Money makes money
Is Compound Interest The Secret To Making Money?
Money makes money or so the saying goes. It’s a term that gets bandied about and with a good amount of truth, but don’t think for a second that you need a load of money to begin with. I want to make the case of compound interest, the true hero in allowing you to start with a little and end up with quite a lot more. But before getting into compounding let’s get really clear on what simple interest is first.
Interest is the charge you pay for borrowing money or what you get paid in return for lending it (to a bank/business etc.) So view interest as the rent on money, you pay a rent for using someone else’s when you don’t have enough, and vice versa. Apologies if you knew all that but let’s begin at the beginning.
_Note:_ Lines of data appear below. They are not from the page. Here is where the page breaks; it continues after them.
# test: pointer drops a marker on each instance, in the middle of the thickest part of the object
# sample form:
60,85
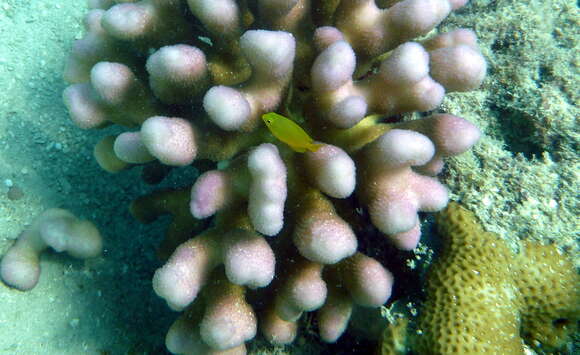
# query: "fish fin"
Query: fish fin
298,149
313,147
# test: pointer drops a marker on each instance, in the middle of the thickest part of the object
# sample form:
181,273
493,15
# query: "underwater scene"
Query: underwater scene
273,177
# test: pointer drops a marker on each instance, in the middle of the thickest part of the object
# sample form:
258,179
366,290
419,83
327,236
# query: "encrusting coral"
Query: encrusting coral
190,80
483,299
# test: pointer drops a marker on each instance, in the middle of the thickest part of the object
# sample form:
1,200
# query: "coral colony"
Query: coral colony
191,81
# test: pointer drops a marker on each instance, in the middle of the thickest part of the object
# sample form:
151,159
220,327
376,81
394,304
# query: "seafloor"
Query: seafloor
521,179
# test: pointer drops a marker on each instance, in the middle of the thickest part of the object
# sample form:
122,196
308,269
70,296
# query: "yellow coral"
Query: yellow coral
483,299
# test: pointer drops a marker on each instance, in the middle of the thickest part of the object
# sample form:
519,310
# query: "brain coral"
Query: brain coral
483,299
190,81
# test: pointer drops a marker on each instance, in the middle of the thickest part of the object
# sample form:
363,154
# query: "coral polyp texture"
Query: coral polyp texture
55,228
484,299
190,82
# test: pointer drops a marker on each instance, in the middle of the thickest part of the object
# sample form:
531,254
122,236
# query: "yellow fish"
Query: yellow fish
290,133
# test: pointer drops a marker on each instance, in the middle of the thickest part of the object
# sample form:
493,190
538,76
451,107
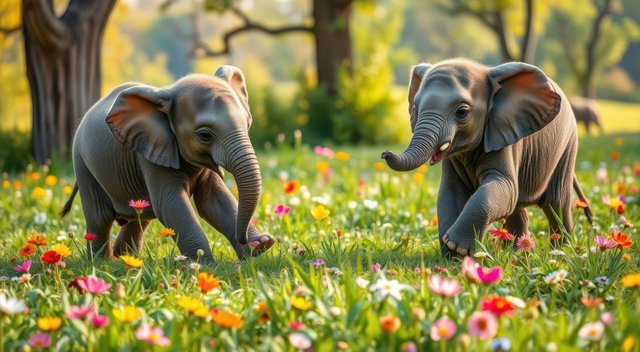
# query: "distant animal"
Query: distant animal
166,145
507,139
586,111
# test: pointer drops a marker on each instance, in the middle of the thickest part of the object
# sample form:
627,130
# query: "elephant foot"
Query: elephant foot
257,245
461,246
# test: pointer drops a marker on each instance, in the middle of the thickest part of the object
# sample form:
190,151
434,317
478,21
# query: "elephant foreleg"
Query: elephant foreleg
219,208
494,199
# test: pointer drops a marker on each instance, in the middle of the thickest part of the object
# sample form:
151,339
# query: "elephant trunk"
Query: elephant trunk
420,149
243,165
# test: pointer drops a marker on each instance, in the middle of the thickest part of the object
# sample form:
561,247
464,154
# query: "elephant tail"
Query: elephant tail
67,206
587,210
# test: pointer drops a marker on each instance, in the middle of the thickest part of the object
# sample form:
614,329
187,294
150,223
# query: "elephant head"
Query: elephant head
457,105
200,121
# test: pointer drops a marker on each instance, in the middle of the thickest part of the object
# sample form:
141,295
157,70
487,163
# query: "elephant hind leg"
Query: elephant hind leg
130,239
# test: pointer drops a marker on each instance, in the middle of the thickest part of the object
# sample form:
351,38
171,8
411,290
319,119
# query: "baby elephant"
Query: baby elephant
166,145
507,139
587,112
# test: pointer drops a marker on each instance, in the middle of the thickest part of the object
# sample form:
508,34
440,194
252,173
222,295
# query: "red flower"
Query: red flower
51,257
502,234
622,240
497,305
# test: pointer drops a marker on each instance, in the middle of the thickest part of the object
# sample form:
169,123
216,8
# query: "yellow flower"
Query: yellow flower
320,212
131,261
300,303
38,193
49,323
631,280
61,249
50,180
322,167
127,314
418,178
193,306
167,232
342,156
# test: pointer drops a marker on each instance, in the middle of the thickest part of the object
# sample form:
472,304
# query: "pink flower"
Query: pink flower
525,243
81,312
24,267
94,285
489,276
470,269
376,267
482,324
152,336
39,340
99,321
442,329
444,287
282,210
604,243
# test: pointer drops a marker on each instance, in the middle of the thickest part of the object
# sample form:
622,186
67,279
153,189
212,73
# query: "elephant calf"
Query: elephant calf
507,139
166,145
586,111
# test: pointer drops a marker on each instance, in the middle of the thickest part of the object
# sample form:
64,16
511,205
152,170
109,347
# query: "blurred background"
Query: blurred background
334,69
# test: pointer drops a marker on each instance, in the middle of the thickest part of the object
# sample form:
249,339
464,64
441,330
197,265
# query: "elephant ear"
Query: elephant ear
235,78
138,119
523,102
417,75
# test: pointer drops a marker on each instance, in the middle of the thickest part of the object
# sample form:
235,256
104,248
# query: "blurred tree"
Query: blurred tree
606,42
63,67
493,14
330,28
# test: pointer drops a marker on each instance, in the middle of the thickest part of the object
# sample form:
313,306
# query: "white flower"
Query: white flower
384,288
556,277
300,341
40,218
557,252
362,282
592,331
370,204
10,305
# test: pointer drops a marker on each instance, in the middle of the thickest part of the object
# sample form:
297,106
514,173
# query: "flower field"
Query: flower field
356,266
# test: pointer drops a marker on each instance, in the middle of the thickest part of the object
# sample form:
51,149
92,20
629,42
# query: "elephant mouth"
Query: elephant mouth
440,153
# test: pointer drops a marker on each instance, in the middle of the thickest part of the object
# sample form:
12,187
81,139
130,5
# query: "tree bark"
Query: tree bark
332,40
63,68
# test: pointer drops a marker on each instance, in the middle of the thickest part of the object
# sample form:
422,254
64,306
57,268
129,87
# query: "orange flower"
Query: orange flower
622,240
225,319
27,250
207,282
291,187
263,313
389,323
37,240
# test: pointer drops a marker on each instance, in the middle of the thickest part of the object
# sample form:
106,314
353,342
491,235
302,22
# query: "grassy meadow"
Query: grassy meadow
356,266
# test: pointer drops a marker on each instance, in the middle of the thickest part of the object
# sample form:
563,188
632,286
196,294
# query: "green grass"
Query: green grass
398,233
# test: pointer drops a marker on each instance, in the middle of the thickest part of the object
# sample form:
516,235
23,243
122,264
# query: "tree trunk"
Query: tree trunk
63,68
332,39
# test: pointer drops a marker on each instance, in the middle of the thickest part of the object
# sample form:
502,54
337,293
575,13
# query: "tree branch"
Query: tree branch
202,49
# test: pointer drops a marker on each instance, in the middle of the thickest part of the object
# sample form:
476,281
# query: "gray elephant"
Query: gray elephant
586,111
507,139
166,145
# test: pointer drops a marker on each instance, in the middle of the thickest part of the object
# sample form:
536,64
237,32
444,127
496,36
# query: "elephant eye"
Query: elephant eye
463,111
204,135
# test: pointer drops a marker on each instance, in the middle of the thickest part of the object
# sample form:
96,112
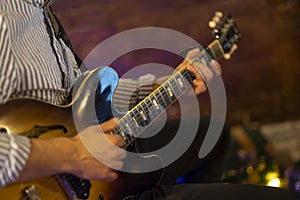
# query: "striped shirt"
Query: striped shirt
36,64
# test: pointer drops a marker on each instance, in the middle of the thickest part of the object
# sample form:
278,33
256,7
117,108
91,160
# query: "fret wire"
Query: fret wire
164,95
176,87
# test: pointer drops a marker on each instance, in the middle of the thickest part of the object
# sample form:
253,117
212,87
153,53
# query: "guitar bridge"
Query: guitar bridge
74,187
32,193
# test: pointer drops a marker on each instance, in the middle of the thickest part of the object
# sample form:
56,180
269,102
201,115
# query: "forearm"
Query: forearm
49,156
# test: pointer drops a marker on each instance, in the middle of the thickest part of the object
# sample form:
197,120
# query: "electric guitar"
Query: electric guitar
34,118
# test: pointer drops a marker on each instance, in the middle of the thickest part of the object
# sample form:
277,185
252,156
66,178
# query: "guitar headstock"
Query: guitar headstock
226,33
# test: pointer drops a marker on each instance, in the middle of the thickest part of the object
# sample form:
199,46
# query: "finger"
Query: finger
108,175
109,125
116,140
199,87
216,66
192,53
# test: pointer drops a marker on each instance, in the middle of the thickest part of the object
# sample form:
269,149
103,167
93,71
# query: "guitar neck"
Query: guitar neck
133,123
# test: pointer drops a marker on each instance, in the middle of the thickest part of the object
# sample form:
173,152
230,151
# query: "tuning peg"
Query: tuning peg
215,20
227,56
219,14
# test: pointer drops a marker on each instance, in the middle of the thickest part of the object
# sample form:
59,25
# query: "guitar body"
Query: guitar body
92,104
34,118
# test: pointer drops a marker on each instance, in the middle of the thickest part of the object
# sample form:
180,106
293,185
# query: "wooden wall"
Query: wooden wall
261,79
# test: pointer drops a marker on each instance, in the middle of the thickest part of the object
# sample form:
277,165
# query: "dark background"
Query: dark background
261,79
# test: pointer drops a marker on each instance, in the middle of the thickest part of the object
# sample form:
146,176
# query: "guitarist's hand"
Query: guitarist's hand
69,155
96,149
199,84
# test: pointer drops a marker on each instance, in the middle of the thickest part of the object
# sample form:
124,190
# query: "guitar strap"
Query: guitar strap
60,33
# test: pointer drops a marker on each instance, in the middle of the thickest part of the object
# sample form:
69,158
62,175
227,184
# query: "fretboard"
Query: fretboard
135,121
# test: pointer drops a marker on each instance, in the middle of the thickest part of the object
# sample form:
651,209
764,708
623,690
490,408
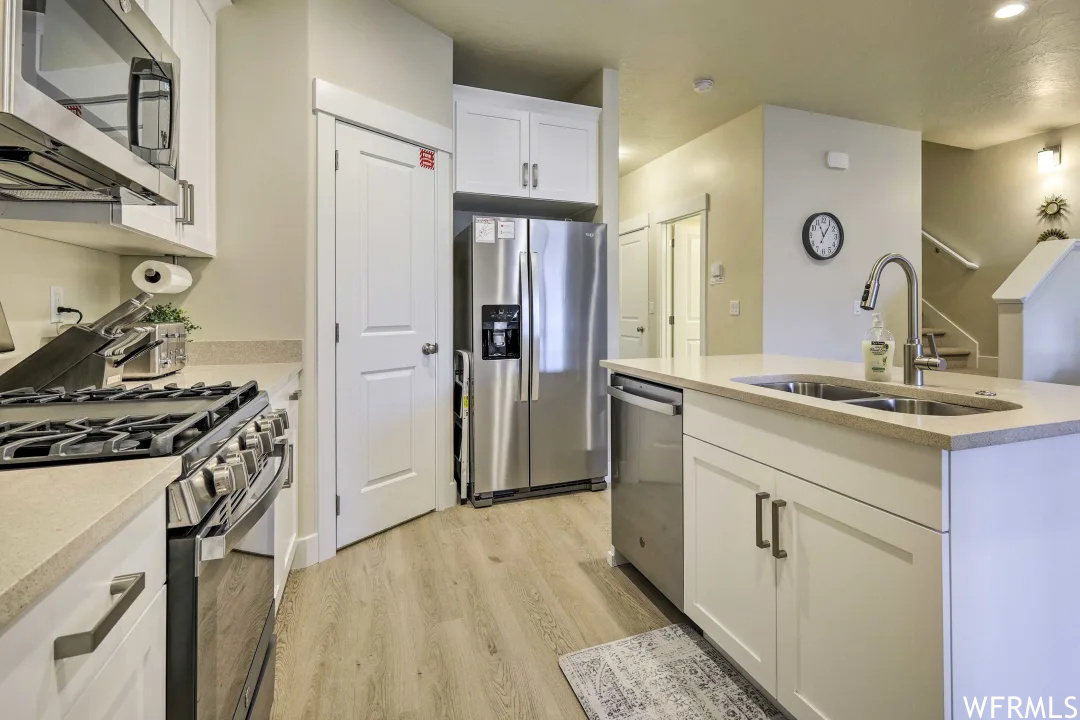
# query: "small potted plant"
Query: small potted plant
169,313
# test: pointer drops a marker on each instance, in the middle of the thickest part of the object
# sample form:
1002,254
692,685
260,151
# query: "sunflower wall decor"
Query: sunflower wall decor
1053,208
1053,233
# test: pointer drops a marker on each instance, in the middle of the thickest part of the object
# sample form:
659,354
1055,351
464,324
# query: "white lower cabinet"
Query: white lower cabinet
131,685
841,617
730,582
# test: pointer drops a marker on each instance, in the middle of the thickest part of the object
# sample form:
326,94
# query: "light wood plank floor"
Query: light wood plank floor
459,614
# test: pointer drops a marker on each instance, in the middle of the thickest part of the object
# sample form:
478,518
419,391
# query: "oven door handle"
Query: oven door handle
215,547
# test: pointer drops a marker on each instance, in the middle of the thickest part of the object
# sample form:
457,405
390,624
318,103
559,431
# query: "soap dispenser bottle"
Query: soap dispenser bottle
878,345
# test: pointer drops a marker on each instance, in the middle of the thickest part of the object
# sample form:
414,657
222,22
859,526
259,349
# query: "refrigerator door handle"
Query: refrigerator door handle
535,354
526,354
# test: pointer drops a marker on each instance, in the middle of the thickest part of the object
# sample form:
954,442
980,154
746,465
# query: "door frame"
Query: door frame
663,220
626,227
333,104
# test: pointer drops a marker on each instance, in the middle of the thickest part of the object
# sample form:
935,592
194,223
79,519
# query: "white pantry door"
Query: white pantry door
634,294
386,311
686,287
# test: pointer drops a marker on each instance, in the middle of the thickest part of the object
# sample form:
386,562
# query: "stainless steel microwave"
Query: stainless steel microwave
89,94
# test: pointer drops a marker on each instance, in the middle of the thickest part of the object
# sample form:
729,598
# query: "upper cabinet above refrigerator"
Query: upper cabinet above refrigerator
512,146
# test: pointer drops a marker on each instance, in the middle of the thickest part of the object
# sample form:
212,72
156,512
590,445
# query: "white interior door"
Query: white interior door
386,311
686,287
634,294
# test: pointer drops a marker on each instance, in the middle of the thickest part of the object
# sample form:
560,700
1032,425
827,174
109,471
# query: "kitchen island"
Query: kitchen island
859,562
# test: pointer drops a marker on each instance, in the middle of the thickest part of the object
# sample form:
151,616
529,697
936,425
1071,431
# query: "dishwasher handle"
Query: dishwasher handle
646,403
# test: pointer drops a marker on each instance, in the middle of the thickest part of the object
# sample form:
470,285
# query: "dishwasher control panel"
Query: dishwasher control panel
501,331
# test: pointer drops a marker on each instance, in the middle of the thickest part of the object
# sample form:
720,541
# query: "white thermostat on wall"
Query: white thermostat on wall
837,160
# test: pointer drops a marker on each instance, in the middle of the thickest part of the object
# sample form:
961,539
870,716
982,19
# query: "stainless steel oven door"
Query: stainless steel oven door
235,597
96,77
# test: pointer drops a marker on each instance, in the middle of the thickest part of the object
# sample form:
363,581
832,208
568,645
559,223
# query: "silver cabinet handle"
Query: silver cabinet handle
645,403
757,503
534,321
129,587
526,328
188,192
777,553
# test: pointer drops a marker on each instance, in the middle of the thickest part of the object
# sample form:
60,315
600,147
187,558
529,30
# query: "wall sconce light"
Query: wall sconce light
1050,158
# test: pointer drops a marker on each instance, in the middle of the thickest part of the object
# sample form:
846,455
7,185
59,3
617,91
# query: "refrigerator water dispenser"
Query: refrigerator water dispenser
501,331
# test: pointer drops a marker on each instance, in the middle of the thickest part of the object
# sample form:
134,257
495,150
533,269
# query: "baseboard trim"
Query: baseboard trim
306,553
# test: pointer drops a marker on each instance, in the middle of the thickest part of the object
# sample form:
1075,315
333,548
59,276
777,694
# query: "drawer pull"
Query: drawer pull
757,538
777,553
129,587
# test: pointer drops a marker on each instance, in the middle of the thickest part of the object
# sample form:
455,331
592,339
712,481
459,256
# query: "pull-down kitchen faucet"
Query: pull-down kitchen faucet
915,362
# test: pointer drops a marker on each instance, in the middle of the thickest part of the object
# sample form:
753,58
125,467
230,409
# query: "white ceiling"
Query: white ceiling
946,67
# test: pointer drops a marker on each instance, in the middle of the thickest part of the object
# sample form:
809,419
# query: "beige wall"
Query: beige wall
809,304
30,267
726,163
983,203
381,51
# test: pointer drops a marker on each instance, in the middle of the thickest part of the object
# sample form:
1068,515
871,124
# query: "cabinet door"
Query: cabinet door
131,684
160,13
564,158
193,40
730,582
860,610
491,150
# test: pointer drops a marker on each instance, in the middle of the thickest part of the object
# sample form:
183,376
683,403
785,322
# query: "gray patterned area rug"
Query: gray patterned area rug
666,674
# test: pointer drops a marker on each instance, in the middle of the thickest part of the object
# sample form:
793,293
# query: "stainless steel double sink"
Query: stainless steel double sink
872,399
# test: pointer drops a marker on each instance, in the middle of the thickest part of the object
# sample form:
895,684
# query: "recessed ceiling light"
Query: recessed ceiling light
1011,10
703,84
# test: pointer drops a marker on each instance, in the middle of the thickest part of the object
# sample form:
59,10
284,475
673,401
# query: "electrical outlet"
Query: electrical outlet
55,300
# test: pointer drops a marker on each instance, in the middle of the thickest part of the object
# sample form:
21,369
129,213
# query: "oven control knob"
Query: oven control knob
275,423
260,443
223,478
250,460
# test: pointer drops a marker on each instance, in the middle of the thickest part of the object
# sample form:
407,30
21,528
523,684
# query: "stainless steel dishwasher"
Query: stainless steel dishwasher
647,480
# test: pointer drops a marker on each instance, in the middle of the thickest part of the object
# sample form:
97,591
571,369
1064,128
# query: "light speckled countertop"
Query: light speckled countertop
53,518
1047,409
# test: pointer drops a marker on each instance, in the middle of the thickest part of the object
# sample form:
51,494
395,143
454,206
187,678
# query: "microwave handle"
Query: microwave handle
215,547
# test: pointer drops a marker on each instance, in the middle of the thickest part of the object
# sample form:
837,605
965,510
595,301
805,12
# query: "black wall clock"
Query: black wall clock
823,235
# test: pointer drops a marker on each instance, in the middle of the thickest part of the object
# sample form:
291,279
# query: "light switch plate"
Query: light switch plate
55,300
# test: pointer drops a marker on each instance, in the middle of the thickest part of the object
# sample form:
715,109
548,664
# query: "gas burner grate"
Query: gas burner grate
56,425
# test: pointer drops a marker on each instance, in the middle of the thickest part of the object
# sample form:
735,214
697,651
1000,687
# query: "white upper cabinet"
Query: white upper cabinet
564,157
525,147
493,150
193,40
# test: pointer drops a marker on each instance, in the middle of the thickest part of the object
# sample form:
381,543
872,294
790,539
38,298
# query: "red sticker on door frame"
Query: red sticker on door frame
427,159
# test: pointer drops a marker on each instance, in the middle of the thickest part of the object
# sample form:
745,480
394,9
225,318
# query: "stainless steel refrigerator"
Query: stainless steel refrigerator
530,308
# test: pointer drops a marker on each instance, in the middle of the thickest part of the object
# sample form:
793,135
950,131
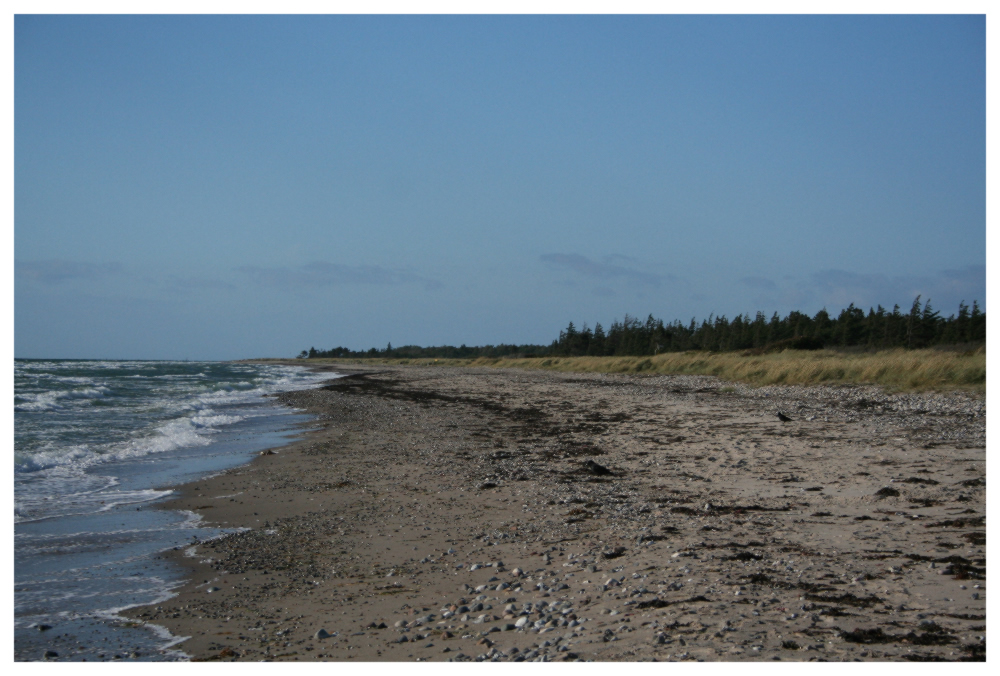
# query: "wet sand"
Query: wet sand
464,514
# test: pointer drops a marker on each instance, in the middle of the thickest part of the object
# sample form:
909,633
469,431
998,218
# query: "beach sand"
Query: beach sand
447,513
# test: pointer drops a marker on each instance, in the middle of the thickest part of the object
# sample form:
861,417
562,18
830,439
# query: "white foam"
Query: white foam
51,400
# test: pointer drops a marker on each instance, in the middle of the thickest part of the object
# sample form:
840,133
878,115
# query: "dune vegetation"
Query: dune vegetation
895,370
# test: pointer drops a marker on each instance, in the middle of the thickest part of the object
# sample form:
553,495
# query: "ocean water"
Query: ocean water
95,445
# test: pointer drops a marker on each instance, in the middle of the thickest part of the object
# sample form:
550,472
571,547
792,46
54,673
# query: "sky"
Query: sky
224,187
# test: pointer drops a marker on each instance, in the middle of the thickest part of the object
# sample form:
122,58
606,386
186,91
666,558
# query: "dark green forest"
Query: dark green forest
877,329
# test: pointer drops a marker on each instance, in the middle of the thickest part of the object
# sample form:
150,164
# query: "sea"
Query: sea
96,445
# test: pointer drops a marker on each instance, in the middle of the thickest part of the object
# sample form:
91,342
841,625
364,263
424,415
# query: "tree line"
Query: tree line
922,326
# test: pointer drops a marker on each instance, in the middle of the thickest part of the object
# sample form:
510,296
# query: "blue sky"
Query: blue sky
216,187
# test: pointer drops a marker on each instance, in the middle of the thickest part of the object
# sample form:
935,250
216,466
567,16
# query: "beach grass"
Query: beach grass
895,370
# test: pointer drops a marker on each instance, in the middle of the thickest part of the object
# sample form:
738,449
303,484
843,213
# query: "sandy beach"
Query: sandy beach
483,514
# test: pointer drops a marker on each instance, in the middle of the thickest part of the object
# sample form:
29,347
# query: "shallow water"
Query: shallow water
88,468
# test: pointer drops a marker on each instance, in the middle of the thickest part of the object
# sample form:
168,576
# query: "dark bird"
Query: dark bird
594,468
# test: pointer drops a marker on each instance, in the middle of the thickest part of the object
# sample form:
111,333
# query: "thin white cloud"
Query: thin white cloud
57,271
319,273
606,270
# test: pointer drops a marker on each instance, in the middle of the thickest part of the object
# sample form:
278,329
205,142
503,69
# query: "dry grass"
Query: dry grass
896,370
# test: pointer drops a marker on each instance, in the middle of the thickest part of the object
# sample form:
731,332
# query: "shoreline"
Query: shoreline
485,514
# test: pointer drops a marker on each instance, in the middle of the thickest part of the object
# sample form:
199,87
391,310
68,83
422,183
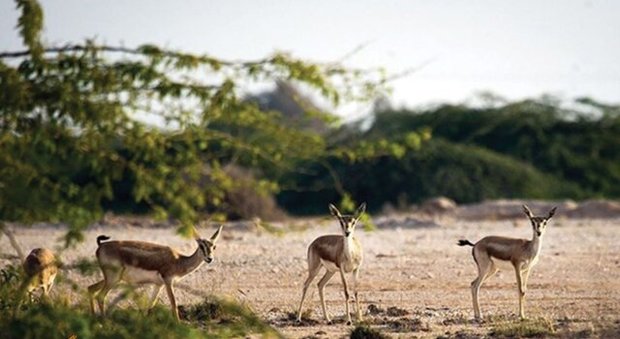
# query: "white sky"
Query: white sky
515,49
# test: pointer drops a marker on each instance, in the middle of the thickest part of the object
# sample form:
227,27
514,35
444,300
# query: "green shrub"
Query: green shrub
366,332
210,318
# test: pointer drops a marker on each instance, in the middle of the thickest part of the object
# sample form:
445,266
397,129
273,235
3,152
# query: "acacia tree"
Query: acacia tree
77,118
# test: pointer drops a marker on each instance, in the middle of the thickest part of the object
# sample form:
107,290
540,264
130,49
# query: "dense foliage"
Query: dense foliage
530,149
84,126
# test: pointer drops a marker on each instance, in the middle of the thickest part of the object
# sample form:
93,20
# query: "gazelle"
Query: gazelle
337,253
40,268
139,262
521,253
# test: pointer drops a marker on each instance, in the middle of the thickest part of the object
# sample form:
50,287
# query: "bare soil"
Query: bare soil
414,281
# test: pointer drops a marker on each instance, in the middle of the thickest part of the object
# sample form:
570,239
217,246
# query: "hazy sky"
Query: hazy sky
515,49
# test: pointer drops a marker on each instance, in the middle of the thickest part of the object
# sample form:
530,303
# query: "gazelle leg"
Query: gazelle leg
520,287
492,271
93,290
328,275
357,302
314,265
155,295
110,278
173,302
346,295
525,275
485,265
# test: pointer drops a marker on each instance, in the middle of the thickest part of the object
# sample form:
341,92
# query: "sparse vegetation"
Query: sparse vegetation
367,332
56,319
539,327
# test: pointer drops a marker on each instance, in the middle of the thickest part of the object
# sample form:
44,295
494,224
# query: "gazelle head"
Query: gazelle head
207,247
539,224
348,221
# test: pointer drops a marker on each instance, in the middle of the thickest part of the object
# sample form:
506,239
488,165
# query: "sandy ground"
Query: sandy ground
419,272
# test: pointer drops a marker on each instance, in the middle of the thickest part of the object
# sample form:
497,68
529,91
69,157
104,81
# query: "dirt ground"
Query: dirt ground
414,280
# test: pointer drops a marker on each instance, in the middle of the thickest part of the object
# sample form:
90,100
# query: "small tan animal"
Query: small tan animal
139,262
521,253
40,268
337,253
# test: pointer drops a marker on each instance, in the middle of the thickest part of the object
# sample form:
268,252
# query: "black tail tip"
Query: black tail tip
464,242
102,238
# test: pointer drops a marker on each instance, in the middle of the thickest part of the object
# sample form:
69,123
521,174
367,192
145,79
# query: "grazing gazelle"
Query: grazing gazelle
139,262
521,253
337,253
40,268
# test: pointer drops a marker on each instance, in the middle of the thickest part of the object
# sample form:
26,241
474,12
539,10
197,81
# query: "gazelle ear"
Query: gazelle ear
216,235
334,211
195,233
360,210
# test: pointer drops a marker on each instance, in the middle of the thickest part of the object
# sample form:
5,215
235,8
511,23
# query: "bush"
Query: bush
440,168
210,318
Say you invest £100 and manage to make a 5% return from interest after a year (and that’s by no means a certainty). Fine, simple, couldn’t be clearer but is a £5 gain really worth risking £100 over? Probably not. But let’s take a longer term view, we’re young and we’ve got time on our side after all.
As you earn interest your overall sum grows (in this case increasing to £105 after a year). With more to your name the amount of interest you can hope to earn in year 2 has now increased. So imagine that £105 returns 5% again, leaving you with £110.25 by the end of year 2.
I want to point out the 25p. This is 25p of compound interest, literally the interest (a 5% return) on the interest (£5) that you earned in year 1. Granted it’s nothing to get excited about but your money is now making money for you and that’s important. Now you’re probably ready to give up if all of 25p is up for grabs, but it’s actually a whole lot more.
When interest gets interesting
Let’s imagine you take that £100 pounds and put it in an ISA (more on ISAs in future) and you also commit to adding another £50 each month on top. That’s like five overpriced gin and tonics, a noticeable amount but also doable on most incomes. Now let’s roll this out over 20 years, assuming 5% returns each year as an average (this is a ballpark, there are no guarantees and in reality you’ll make more on some years than others and occasionally lose money too).
At the end of year 1 you have hopefully made £21 — give or take — , either way that’s pretty underwhelming, much point in carrying on? Yes, there is. Importantly you’ve set something in motion, granted it’s slow but it’s moving in the right direction; notice the interest made in year 2 (£52) is more than double that of the first year.
Roll it forward to year 15 and you’re now making more from interest (£630) than the total of those monthly contributions being set aside (£600). To put that another way your money is really starting to work for you now. By the end of year 20 you will have built up almost £21k overall. £12k of that is your hard earned cash that you have added to your investments over time, while over 8.5k is coming from interest alone.
Now hopefully that’s more interesting (excuse the pun) than the 25p I was going on about to begin with. From a starting point of next to nothing and a reasonable monthly direct debit it’s surprising what can be achieved. Take a look at this compound interest calculator if you want to tailor the numbers for yourself.
If you only remember 3 things, remember these:
- Pay yourself first
Paying yourself first means committing to that monthly contribution and sticking to it. There are some things you absolutely have to pay each month (rent, student loan repayments), but you need to add your name to that list and make your savings contribution a strict habit. After that you can make guilt free choices and spend the rest however you choose, so go soak up that gin if you want.
- Plant the tree
Sorry to be a proverb preacher but this is a good one:
“The best time to plant a tree was 20 years ago. The second best time is now.”
The longer you allow your money to work for you, the harder it works. Progress can be painfully slow to begin with but those small contributions make a really meaningful difference over a reasonable period of time, so once the ball has started rolling it often tends to get quicker.
- The benefit of youth
Not only is it good to have time on your side, the tax man is on your side too. Assuming you earn a small income you won’t pay much tax on it. Putting some of that cash into something like an ISA (a tax free savings account) means that as your wealth builds, slowly but surely, you’ve payed hardly any tax on what ends up being a good amount of money. So consider that a unique privilege of your low paying salary.
If you’re not keen on numbers — honestly neither am I — don’t worry. Just know that the best time to get a handle on your money is now. I’m going to follow up with some more practical ways to do that in future, but that’s definitely enough theory for now.